Top line
SoftBank shares hit an all-time high on Wednesday, signaling renewed confidence in the popular tech company amid growing investor interest in artificial intelligence after founder and CEO Masayoshi Son unveiled plans to make aggressive moves in the sector and invest heavily in AI and chip companies.
Highlights
Shares of SoftBank Group rose 1.5% during regular trading hours in Tokyo on Wednesday.
The shares were trading at ¥10,705.00 (about $66) per share at market close, an all-time high for the investment firm.
Part of SoftBank’s rise can be attributed to the recovery in the benchmark Nikkei 225 index, Tomoaki Kawasaki, senior analyst at IwaiCosmo Securities, told Bloomberg.
However, Kawasaki said the investment firm has also benefited from its growing reputation among investors as a “semiconductor-related stock.”
Semiconductors, or computer chips, are essential to running and developing powerful generative AI software, and the industry has seen explosive growth alongside growing interest in AI tools like OpenAI’s ChatGPT, Google’s Gemini and Anthropic’s Claude.

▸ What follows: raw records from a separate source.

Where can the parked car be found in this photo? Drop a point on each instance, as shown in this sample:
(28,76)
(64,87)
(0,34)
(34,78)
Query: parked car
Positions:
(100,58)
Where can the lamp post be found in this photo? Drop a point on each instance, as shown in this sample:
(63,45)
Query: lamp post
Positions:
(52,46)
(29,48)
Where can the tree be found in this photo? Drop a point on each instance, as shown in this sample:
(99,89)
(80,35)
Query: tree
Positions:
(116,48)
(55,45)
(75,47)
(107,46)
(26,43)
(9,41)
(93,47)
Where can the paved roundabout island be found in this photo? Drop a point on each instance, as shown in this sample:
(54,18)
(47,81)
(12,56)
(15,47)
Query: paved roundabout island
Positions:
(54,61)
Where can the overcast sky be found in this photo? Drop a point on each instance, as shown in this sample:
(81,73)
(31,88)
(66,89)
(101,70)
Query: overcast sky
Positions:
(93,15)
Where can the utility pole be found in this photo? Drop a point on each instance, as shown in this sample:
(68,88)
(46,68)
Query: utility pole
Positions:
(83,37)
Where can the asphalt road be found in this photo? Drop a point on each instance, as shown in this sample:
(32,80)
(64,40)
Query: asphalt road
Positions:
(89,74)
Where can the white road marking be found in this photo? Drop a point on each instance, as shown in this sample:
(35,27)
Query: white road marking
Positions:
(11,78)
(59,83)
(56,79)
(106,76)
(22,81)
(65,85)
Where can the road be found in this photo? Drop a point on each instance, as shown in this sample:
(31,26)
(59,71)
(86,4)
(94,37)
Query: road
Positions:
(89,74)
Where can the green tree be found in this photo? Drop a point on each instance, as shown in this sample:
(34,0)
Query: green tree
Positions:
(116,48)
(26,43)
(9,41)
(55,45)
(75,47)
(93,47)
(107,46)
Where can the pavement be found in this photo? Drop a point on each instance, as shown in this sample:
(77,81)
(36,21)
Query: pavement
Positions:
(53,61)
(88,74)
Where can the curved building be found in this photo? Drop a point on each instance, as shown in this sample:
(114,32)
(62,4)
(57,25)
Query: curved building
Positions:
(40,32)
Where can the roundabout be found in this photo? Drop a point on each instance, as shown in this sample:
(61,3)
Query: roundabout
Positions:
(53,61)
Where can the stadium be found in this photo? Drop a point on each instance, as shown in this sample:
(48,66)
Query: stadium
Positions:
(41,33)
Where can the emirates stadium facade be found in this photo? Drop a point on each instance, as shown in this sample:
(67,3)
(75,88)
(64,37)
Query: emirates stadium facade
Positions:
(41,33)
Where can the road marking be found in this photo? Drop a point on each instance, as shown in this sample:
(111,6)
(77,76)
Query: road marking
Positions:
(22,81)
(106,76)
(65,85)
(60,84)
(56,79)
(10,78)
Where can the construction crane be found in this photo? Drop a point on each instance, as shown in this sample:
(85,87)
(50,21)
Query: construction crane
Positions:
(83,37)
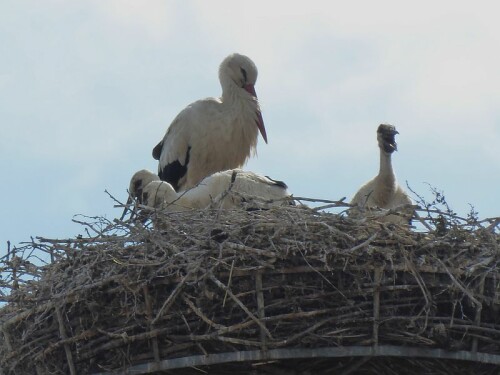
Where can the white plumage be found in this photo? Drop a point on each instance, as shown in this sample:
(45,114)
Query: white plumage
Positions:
(227,189)
(383,191)
(213,134)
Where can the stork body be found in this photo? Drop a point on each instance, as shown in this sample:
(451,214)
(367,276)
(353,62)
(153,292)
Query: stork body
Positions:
(227,189)
(213,134)
(383,191)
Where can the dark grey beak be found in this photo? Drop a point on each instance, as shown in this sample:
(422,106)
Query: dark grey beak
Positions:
(387,134)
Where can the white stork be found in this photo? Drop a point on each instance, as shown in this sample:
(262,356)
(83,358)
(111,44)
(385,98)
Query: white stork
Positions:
(227,189)
(383,191)
(213,134)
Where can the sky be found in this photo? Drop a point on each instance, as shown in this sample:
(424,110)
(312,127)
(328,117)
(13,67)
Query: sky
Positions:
(88,88)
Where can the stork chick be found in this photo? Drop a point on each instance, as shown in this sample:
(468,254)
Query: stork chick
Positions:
(213,134)
(227,189)
(139,181)
(383,191)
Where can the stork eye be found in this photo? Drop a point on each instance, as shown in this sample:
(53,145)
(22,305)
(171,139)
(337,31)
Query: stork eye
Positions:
(244,72)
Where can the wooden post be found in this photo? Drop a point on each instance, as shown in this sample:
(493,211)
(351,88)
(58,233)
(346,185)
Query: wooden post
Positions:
(377,276)
(260,308)
(149,312)
(64,336)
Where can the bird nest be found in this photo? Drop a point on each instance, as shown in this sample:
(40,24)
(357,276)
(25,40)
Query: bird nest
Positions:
(289,290)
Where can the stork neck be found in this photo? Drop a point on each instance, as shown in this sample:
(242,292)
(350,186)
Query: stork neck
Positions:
(386,172)
(231,93)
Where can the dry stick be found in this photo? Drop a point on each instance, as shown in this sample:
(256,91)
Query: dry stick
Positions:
(361,245)
(202,316)
(477,318)
(171,298)
(149,312)
(7,339)
(64,336)
(239,303)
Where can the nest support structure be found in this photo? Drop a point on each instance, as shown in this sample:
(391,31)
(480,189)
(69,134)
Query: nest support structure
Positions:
(284,291)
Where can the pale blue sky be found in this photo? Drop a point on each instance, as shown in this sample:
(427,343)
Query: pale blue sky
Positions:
(88,88)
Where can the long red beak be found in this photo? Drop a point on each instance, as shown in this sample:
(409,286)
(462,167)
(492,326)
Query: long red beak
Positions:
(260,121)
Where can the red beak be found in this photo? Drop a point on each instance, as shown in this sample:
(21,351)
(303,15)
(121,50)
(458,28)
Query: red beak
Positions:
(260,122)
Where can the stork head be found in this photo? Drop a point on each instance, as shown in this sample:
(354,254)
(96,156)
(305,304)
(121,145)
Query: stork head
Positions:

The rally also signals broad confidence in the vision of SoftBank founder and CEO Masayoshi Son, who told shareholders last month that the company would make a foray into AI that would make previous investments look like a “warm-up,” citing AI chips, robotics, autonomous driving and data centers as key areas for investment.
Forbes Rating
Son, who is part of SoftBank, has increased his fortune by nearly $600 million, or about 1.7 percent, over the past day and his net worth now stands at about $34.1 billion. Son’s wealth, which comes largely from his stake in the tech investment giant, makes him the 48th richest person in the world and the second richest person in Japan, about $3 billion behind clothing billionaire Tadashi Yanai.
Key context
SoftBank holds a legendary place among tech investors, and Son was widely regarded as a visionary by many in the industry. The Japanese tech investment giant has made some of the most successful bets in history, including a particularly lucrative investment in China’s Alibaba. In recent years, however, the firm’s reputation has been tarnished by several high-profile missteps at its flagship Vision Fund. Among them was the sale of a 5% stake in chipmaker Nvidia five years ago, which is now reportedly worth about $160 billion, which Son says he regrets. The firm declared itself “in defense mode” several years ago to regroup, but recently vowed to go back on the offensive with AI and computer chips to capitalize on the AI boom. Son says SoftBank’s AI strategy will focus on semiconductor company Arm, a chipmaking giant in which it owns a majority stake.
What should you pay attention to?
SoftBank has reportedly set its sights on British artificial intelligence company Graphcore, although any takeover could be blocked by a national security investigation by the British government. The sale of key artificial intelligence technologies, such as semiconductor chips, is increasingly viewed as a national security issue by governments around the world, given their growing importance to defense and critical infrastructure, as well as other areas of strategic importance.
Crucial Quote
Last month, SoftBank founder Son said he believed his mission in life was to usher in an era of artificial superintelligence where AI is 10,000 times smarter than humans, a return to the kind of bold talk the founder was known for in the past. “This is what I was born to do, to make AI happen,” he said, placing the AI vision at the center of SoftBank’s future operations. “Look at me, I’m going to make it happen.”